- Wilkins in Parliament in 2015

Member of the House of Lords
- Lord Temporal
- Life peerage 30 July 1999 – 23 July 2015

Personal details
- Born: Rosalie Catherine Wilkins 6 May 1946 Chesham Bois, Buckinghamshire, England
- Died: 1 December 2024 (aged 78)
- Party: Labour

= Rosalie Wilkins, Baroness Wilkins =

British politician (1946–2024)

Rosalie Catherine Wilkins, Baroness Wilkins (6 May 1946 – 1 December 2024), was a British Labour politician, disability rights campaigner and television presenter.

==Early life==
Wilkins was born in Chesham Bois, Buckinghamshire, England on 6 May 1946. She was one of four children. During sixth-form, Wilkins attended Dr Challoner’s Grammar School in Amersham.

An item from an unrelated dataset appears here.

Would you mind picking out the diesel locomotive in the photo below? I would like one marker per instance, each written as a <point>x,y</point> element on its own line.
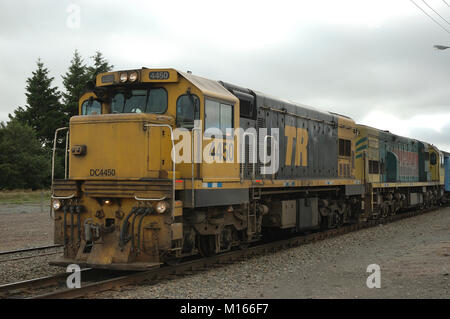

While studying sociology and government at Manchester University in 1966, she fell from a moving vehicle and broke her neck. She was transferred to Stoke Mandeville Hospital for 6 months, where she followed an intensive rehabilitation programme in which she learnt to swim. She returned to complete her studies and graduated in 1971.

== Career ==
Wilkins worked for the Central Council for the Disabled (later becoming Royal Association for Disability and Rehabilitation). She also became involved with Disablement Income Group (DIG).

Wilkins was a member of the Central Health Services Council from 1974 to 1976, the BBC General Advisory Council from 1976 to 1978, and the Prince of Wales' Advisory Group on Disability from 1982 to 1990. She was an officer for National Centre for Independent Living by the end of the 1990s - a cause she was passionate about. She was also President of the College of Occupational Therapists from 2003 to 2008.

On 30 July 1999, she was created a life peer with the title Baroness Wilkins, of Chesham Bois in the County of Buckinghamshire. She was a member of the House of Lords until her retirement in 2015.

== Death ==
Wilkins died on 1 December 2024, at the age of 78.